[Public]
Hi,
After investigating quite some time on this issue, found freeze problem is not with the amdgpu part of buddy allocator patch as the patch doesn’t throw any issues when applied separately on top of the stable base of drm-next. After digging more into this issue, the below patch seems to be the cause of this problem,
drm/ttm: rework bulk move handling v5 https://cgit.freedesktop.org/drm/drm/commit/?id=fee2ede155423b0f7a559050a397...
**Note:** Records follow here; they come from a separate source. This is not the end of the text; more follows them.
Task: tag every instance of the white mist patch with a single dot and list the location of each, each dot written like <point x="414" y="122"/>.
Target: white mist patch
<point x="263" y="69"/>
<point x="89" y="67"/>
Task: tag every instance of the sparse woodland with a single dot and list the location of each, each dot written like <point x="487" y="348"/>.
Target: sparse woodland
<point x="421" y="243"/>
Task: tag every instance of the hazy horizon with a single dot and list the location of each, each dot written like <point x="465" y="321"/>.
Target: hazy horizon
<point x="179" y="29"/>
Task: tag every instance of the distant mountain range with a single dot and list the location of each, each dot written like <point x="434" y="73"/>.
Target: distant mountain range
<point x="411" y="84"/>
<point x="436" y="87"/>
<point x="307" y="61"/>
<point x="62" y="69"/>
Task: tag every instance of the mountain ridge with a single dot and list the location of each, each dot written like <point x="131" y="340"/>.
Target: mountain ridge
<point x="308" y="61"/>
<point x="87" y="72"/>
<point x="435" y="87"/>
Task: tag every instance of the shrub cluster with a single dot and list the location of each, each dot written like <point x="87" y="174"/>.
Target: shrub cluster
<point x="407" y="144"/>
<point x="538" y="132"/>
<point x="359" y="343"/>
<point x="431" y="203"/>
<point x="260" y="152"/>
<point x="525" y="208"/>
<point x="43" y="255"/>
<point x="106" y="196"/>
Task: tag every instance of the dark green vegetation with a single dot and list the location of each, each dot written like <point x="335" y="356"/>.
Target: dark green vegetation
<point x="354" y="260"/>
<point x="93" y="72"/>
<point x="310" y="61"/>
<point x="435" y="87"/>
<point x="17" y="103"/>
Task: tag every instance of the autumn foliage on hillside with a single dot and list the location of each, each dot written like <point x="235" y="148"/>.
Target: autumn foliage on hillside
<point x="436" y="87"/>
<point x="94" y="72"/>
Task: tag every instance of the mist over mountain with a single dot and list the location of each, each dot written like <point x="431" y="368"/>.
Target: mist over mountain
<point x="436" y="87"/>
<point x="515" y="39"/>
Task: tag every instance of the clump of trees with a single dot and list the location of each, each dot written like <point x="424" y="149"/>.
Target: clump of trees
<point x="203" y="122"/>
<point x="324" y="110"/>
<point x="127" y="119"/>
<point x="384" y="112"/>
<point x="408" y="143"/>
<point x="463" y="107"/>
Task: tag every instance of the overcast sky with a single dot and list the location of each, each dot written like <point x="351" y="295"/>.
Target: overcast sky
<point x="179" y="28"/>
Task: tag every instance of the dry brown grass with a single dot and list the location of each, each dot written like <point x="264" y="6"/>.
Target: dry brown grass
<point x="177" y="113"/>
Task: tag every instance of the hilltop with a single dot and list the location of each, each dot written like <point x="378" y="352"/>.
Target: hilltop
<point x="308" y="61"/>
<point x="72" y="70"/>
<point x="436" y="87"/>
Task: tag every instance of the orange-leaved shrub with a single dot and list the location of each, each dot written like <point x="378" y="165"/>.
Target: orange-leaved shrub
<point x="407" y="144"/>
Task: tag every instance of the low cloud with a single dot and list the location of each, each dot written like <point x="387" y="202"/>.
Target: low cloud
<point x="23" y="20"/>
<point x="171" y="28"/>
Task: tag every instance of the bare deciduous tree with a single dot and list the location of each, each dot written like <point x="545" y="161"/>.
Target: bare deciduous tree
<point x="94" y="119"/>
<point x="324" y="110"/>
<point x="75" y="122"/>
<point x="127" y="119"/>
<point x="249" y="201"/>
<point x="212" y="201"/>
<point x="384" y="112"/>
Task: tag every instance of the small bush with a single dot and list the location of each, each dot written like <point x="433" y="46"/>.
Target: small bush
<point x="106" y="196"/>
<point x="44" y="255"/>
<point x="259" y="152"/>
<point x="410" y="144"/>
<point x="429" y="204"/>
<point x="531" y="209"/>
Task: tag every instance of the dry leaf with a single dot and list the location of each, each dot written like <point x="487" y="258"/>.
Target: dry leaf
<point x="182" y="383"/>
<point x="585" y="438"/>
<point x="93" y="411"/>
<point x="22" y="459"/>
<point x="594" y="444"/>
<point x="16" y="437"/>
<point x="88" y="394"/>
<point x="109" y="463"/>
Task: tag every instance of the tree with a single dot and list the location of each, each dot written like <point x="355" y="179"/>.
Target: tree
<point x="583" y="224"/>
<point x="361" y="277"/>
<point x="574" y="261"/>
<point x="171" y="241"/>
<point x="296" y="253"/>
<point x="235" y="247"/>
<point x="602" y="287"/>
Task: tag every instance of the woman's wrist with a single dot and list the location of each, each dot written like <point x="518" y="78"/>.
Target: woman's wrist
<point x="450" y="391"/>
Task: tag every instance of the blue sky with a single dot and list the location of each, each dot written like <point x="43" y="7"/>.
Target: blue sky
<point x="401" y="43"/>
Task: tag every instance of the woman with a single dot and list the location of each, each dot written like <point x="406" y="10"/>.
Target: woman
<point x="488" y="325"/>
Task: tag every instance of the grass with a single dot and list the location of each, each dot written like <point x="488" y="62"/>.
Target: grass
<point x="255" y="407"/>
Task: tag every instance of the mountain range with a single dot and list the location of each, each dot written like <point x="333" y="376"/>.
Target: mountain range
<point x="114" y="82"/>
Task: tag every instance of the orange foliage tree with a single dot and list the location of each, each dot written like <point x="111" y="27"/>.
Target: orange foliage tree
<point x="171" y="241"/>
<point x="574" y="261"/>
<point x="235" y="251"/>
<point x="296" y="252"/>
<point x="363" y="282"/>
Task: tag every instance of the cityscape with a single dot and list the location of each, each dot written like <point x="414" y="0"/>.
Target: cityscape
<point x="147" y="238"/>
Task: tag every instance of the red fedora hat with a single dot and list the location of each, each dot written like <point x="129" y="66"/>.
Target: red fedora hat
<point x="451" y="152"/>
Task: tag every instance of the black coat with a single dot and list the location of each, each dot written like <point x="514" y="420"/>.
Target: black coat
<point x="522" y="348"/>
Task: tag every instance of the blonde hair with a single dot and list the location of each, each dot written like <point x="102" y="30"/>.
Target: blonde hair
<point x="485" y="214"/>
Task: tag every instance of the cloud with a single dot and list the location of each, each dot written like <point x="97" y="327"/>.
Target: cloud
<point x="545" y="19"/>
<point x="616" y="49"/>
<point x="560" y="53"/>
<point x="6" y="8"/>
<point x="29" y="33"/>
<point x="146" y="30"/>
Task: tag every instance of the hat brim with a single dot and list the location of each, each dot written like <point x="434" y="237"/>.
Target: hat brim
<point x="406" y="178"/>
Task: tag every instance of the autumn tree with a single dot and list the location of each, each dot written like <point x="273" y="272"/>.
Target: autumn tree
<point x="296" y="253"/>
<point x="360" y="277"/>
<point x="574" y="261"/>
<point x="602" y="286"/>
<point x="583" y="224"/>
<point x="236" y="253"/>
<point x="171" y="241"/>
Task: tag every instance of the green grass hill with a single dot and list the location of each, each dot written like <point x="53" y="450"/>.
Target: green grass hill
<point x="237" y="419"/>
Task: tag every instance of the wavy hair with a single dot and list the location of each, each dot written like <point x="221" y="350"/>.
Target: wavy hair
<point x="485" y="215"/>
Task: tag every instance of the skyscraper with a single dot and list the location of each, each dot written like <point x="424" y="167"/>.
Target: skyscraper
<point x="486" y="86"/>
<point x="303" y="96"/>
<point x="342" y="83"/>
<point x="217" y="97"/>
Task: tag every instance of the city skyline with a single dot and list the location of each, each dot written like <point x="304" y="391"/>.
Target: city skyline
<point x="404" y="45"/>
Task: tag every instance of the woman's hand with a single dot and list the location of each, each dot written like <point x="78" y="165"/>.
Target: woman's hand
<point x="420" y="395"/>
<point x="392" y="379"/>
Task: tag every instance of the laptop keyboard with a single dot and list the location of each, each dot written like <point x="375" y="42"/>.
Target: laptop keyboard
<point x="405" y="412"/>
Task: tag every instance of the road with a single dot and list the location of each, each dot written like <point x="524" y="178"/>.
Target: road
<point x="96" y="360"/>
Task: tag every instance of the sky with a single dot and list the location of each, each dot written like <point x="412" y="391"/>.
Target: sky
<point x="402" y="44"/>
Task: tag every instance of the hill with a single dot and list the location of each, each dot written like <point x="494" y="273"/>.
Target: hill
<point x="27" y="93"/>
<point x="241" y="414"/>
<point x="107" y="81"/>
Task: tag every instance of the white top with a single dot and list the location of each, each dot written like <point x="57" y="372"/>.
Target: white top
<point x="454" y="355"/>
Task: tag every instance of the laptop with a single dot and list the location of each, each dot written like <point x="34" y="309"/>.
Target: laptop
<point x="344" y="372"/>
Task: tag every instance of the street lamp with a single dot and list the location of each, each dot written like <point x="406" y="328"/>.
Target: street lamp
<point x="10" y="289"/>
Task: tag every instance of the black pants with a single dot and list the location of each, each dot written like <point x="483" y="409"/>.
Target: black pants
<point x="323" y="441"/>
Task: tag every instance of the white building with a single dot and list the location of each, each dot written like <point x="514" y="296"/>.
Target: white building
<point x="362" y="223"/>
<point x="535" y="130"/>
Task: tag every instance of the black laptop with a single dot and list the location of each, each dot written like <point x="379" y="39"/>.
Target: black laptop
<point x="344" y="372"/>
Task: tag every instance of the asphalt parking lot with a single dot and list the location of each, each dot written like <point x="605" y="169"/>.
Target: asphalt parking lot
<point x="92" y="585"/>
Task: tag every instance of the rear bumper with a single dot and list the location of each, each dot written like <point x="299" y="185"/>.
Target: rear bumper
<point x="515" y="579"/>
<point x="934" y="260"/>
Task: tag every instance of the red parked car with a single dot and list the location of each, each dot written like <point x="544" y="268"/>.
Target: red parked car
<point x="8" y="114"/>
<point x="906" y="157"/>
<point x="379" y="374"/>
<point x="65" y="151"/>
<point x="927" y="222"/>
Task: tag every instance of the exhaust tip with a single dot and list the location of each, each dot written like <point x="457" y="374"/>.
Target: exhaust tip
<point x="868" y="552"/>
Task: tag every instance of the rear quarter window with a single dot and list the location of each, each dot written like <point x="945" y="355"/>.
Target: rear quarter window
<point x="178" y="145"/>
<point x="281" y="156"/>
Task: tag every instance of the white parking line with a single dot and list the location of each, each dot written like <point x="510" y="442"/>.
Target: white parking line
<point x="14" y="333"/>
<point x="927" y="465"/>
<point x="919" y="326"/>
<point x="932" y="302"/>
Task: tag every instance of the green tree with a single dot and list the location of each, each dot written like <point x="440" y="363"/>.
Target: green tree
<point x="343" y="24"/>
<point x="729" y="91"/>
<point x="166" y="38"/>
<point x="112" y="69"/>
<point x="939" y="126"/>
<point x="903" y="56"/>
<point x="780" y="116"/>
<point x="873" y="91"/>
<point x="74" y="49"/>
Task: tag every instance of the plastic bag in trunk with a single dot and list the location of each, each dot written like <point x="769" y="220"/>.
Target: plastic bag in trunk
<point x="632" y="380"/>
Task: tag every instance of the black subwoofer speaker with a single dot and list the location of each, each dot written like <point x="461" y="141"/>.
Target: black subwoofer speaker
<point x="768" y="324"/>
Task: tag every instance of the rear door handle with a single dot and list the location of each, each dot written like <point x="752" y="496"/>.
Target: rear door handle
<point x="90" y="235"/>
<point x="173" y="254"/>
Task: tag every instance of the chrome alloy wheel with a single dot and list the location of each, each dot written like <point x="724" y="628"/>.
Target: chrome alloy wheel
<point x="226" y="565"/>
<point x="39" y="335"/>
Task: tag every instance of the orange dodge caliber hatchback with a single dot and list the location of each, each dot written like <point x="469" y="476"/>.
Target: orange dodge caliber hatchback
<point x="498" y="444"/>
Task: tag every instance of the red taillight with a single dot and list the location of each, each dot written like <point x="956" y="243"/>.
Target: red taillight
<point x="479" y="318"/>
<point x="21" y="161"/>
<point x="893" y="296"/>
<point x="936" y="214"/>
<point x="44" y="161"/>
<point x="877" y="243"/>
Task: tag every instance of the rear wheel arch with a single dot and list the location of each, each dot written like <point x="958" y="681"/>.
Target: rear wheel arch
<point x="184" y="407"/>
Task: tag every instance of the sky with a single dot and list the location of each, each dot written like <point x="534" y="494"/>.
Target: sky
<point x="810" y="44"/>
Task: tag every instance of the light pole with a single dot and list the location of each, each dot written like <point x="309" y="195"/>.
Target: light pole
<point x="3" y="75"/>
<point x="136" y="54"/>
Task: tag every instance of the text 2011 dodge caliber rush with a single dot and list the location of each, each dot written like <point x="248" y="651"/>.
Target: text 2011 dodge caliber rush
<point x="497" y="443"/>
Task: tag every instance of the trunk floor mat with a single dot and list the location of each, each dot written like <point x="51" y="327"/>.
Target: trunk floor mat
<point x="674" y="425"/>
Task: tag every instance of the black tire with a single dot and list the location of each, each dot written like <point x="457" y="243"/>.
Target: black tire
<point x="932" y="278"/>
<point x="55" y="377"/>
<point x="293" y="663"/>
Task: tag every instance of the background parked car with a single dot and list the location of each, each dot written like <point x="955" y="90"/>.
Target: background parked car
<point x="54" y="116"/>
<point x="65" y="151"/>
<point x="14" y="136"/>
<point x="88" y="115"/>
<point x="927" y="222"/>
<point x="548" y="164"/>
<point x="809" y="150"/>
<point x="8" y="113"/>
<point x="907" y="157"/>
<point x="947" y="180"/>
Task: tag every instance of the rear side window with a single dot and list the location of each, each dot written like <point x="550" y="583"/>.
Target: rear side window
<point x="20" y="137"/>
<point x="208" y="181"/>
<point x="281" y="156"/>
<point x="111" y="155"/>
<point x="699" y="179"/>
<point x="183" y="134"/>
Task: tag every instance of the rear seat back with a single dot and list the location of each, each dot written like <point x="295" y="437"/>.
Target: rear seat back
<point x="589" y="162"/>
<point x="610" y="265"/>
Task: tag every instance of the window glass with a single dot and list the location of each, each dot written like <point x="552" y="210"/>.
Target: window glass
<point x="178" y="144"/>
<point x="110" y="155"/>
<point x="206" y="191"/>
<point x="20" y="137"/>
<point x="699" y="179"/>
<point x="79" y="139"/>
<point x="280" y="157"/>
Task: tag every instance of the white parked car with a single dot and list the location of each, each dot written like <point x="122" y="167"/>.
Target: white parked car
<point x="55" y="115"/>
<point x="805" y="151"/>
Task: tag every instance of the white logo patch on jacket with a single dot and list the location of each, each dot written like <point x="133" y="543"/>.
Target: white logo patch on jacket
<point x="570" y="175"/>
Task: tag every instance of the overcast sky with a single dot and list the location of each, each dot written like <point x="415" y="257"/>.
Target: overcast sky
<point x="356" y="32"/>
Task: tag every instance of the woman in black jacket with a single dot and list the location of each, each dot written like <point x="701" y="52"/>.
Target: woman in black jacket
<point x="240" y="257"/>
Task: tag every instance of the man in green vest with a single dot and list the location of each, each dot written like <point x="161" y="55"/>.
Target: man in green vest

when this patch applied on top of the stable (working version) of drm-next without buddy allocator patch, we can see multiple issues listed below, each thrown randomly at every GravityMark run, 1. general protection fault at ttm_lru_bulk_move_tail() 2. NULL pointer deference at ttm_lru_bulk_move_tail() 3. NULL pointer deference at ttm_resource_init().
Regards, Arun. -----Original Message----- From: Alex Deucher alexdeucher@gmail.com Sent: Monday, May 16, 2022 8:36 PM To: Mike Lothian mike@fireburn.co.uk Cc: Paneer Selvam, Arunpravin Arunpravin.PaneerSelvam@amd.com; Intel Graphics Development intel-gfx@lists.freedesktop.org; amd-gfx list amd-gfx@lists.freedesktop.org; Maling list - DRI developers dri-devel@lists.freedesktop.org; Deucher, Alexander Alexander.Deucher@amd.com; Koenig, Christian Christian.Koenig@amd.com; Matthew Auld matthew.auld@intel.com Subject: Re: [PATCH v12] drm/amdgpu: add drm buddy support to amdgpu
On Mon, May 16, 2022 at 8:40 AM Mike Lothian mike@fireburn.co.uk wrote:
Hi
The merge window for 5.19 will probably be opening next week, has there been any progress with this bug?
It took a while to find a combination of GPUs that would repro the issue, but now that we can, it is still being investigated.
Alex
Thanks
Mike
On Mon, 2 May 2022 at 17:31, Mike Lothian mike@fireburn.co.uk wrote:
On Mon, 2 May 2022 at 16:54, Arunpravin Paneer Selvam arunpravin.paneerselvam@amd.com wrote:
On 5/2/2022 8:41 PM, Mike Lothian wrote:
On Wed, 27 Apr 2022 at 12:55, Mike Lothian mike@fireburn.co.uk wrote:
On Tue, 26 Apr 2022 at 17:36, Christian König christian.koenig@amd.com wrote:
Hi Mike,
sounds like somehow stitching together the SG table for PRIME doesn't work any more with this patch.
Can you try with P2P DMA disabled?
-CONFIG_PCI_P2PDMA=y +# CONFIG_PCI_P2PDMA is not set
If that's what you're meaning, then there's no difference, I'll upload my dmesg to the gitlab issue
Apart from that can you take a look Arun?
Thanks, Christian.
Hi
Have you had any success in replicating this?
Hi Mike, I couldn't replicate on my Raven APU machine. I see you have 2 cards initialized, one is Renoir and the other is Navy Flounder. Could you give some more details, are you running Gravity Mark on Renoir and what is your system RAM configuration?
Cheers
Mike
Hi
It's a PRIME laptop, it failed on the RENOIR too, it caused a lockup, but systemd managed to capture it, I'll attach it to the issue
I've got 64GB RAM, the 6800M has 12GB VRAM
Cheers
Mike